According to Harvard Business Review, the modern customer is in the habit of conducting research on several different channels before making a purchase. They might become aware of a product via an online advertisement or influencer endorsement. They may then go into a physical shop in order to inspect the product in question — whether it’s a new dress or a light fitting. Then, finally, they could look at their phones and finally make the purchase with a thumb swipe.

Omnichannel retailing is distinct from multi-channel retailing. You’re not merely communicating with your customers in several different ways, you are gluing all of these steps together to create a cohesive experience for the customer. 
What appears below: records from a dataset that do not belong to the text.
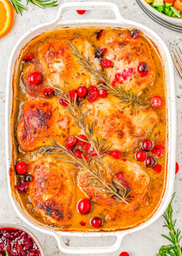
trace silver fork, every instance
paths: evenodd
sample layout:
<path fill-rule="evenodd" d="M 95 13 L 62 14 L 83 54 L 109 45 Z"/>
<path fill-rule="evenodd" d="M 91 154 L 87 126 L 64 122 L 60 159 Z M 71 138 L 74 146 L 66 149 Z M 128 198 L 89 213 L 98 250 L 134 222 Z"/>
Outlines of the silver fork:
<path fill-rule="evenodd" d="M 179 48 L 179 49 L 180 50 L 181 54 L 182 55 L 182 50 L 180 49 L 180 48 L 179 46 L 178 46 L 178 48 Z M 179 58 L 180 58 L 180 60 L 181 60 L 181 61 L 182 61 L 182 57 L 180 56 L 180 54 L 179 53 L 179 52 L 177 50 L 176 48 L 176 52 L 177 53 L 177 54 L 178 54 L 178 55 L 179 56 Z M 178 57 L 177 57 L 176 55 L 175 54 L 174 51 L 172 51 L 173 52 L 174 55 L 175 56 L 175 58 L 176 59 L 176 60 L 177 60 L 179 65 L 180 66 L 181 69 L 182 71 L 182 65 L 181 63 L 180 62 L 180 60 L 179 60 L 179 59 L 178 59 Z M 180 69 L 179 68 L 177 64 L 175 62 L 173 57 L 172 56 L 171 56 L 171 57 L 172 57 L 172 61 L 173 61 L 173 63 L 174 64 L 174 66 L 176 67 L 176 68 L 177 70 L 177 71 L 178 71 L 178 72 L 179 73 L 179 75 L 180 75 L 181 78 L 182 79 L 182 73 L 181 72 Z"/>

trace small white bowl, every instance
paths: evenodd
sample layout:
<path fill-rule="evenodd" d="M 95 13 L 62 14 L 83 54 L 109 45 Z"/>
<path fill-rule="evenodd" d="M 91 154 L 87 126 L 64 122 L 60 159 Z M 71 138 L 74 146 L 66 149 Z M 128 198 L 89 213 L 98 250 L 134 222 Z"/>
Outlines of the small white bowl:
<path fill-rule="evenodd" d="M 145 2 L 145 0 L 138 0 L 138 1 L 141 2 L 141 3 L 150 11 L 150 12 L 153 13 L 155 15 L 157 16 L 159 18 L 160 18 L 164 20 L 166 20 L 168 22 L 170 22 L 170 23 L 180 26 L 182 28 L 182 19 L 177 17 L 169 17 L 165 14 L 158 12 L 158 11 L 153 8 L 149 3 Z"/>

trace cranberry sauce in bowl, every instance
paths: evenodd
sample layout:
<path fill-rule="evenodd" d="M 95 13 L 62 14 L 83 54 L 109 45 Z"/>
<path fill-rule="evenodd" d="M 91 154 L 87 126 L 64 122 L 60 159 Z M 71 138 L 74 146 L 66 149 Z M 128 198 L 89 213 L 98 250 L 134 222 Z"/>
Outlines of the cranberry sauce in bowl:
<path fill-rule="evenodd" d="M 33 237 L 33 239 L 32 238 Z M 38 247 L 38 245 L 39 247 Z M 16 225 L 0 225 L 0 255 L 44 256 L 43 249 L 33 234 Z"/>

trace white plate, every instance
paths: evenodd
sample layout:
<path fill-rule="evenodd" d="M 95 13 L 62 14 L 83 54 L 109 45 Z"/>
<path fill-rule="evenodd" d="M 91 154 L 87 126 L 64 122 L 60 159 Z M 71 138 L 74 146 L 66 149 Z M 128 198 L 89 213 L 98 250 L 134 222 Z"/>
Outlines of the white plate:
<path fill-rule="evenodd" d="M 152 14 L 156 17 L 158 17 L 159 18 L 158 20 L 164 22 L 164 23 L 167 25 L 167 28 L 168 27 L 168 25 L 172 24 L 175 25 L 173 27 L 176 27 L 176 28 L 179 27 L 179 28 L 181 28 L 182 30 L 182 19 L 174 17 L 169 17 L 164 14 L 158 12 L 158 11 L 153 8 L 149 3 L 145 2 L 145 0 L 136 0 L 136 1 L 141 7 L 142 5 L 143 7 L 144 7 L 144 9 L 142 9 L 145 13 L 147 13 L 147 12 L 148 14 Z M 147 13 L 147 14 L 148 14 Z M 161 25 L 162 25 L 162 24 L 161 24 Z M 170 27 L 169 27 L 169 28 L 170 29 Z"/>
<path fill-rule="evenodd" d="M 114 20 L 78 20 L 63 21 L 64 14 L 67 11 L 76 10 L 110 10 L 116 15 Z M 17 58 L 19 56 L 22 48 L 32 39 L 43 32 L 63 27 L 110 27 L 112 28 L 122 28 L 132 29 L 136 28 L 142 31 L 144 35 L 150 38 L 158 47 L 163 62 L 165 75 L 166 85 L 166 101 L 168 109 L 168 151 L 167 157 L 168 171 L 166 176 L 166 189 L 156 212 L 150 219 L 138 226 L 133 227 L 130 229 L 122 231 L 107 232 L 66 232 L 56 231 L 50 227 L 44 227 L 39 225 L 34 219 L 23 212 L 19 203 L 13 197 L 11 188 L 9 170 L 12 162 L 12 142 L 10 130 L 10 120 L 12 107 L 13 77 L 14 68 Z M 11 53 L 9 59 L 7 76 L 5 106 L 5 131 L 6 131 L 6 157 L 7 172 L 8 176 L 8 188 L 12 203 L 18 216 L 26 223 L 32 227 L 46 234 L 52 235 L 57 241 L 60 249 L 65 253 L 73 254 L 90 254 L 98 253 L 111 253 L 117 251 L 120 246 L 122 238 L 128 234 L 140 230 L 153 223 L 164 213 L 167 208 L 173 193 L 175 171 L 176 163 L 176 99 L 174 86 L 174 78 L 173 63 L 170 53 L 167 46 L 162 39 L 154 31 L 146 27 L 137 22 L 127 20 L 120 15 L 117 5 L 113 3 L 105 2 L 70 2 L 62 4 L 59 10 L 55 19 L 39 25 L 28 31 L 17 42 Z M 169 182 L 170 181 L 170 182 Z M 63 237 L 66 234 L 69 236 L 76 237 L 103 237 L 115 236 L 117 237 L 116 243 L 111 246 L 105 247 L 71 247 L 67 246 L 63 242 Z"/>

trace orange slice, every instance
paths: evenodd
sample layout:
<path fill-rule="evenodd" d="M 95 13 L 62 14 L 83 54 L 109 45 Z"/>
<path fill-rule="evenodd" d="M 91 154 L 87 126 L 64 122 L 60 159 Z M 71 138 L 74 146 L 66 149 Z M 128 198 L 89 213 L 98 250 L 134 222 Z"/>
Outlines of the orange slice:
<path fill-rule="evenodd" d="M 0 0 L 0 38 L 10 31 L 14 19 L 12 6 L 7 0 Z"/>

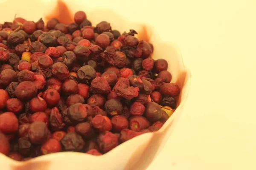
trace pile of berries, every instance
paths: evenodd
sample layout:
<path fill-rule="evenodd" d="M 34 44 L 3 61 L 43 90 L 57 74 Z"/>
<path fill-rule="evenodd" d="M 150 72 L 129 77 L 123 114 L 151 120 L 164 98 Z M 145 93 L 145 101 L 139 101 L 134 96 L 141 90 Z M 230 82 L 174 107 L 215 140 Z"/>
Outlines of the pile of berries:
<path fill-rule="evenodd" d="M 92 26 L 83 11 L 74 19 L 0 24 L 0 153 L 15 160 L 100 155 L 157 130 L 170 116 L 163 108 L 175 109 L 180 88 L 152 44 Z"/>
If the upward trajectory of modern re-commerce is to continue into the future, then the omnichannel experience offered by established high-street stores is going to need to be replicated by these burgeoning second-hand and used markets. 

Sustainable Development Goals

The Sustainable Development Goals form a list of seventeen global objectives, set up in 2015 by the United Nations General Assembly. Sustainable development includes getting rid of poverty and hunger, providing education, creating world peace and moving toward net zero carbon emissions. 

Of particular interest to environmentally-conscious consumers are the eleventh and twelfth goals. These respectively look to foster ‘Sustainable Cities and Communities’ and ‘Responsible Consumption and Production’. 

SDG12 is in turn divided into eleven targets. The first eight of these are ‘outcome’ targets. The remaining three are ‘means of achievement’ targets. In the former category, we have reducing food waste and optimising our use of natural resources, among others. In the latter are programmes such as supporting developing countries and building new technologies and establishing new techniques to more accurately measure our progress.

Recommerce is undoubtedly going to be crucial in abiding by target 12.5, which has the full title of “By 2030, substantially reduce waste generation through prevention, reduction, recycling and reuse”.

Any businesses that aspire to greenness should be aware of SDG. For those companies, sustainable development is now high on the agenda. Many believe this philosophy should extend to every department — from procurement to Human Resources.

We should expect UN member states to create the environment that businesses of this kind need to thrive — which means building green infrastructure and establishing clear rules on shady practices that promote narrow business interests over broader environmental ones. Most notorious among these are ‘right to repair’ laws, which seek to guard against planned obsolescence. 

A right to repair law is, in theory, designed to empower customers to repair faulty appliances themselves or with the help of a third party. If the UN’s targets are to be met, then the UK and countries like it will need to create a regulatory environment that does this. Among the main beneficiaries of legislation like this would be the recommerce industry, and businesses that take corporate social responsibility obligations seriously.

What might the future hold?

A thriving recommerce sector could potentially work as part of this sustainable future. It seems likely that we may see a considerable cultural shift, with shoppers of the future seeing the purchase of brand-new items as an occasional luxury, rather than the norm.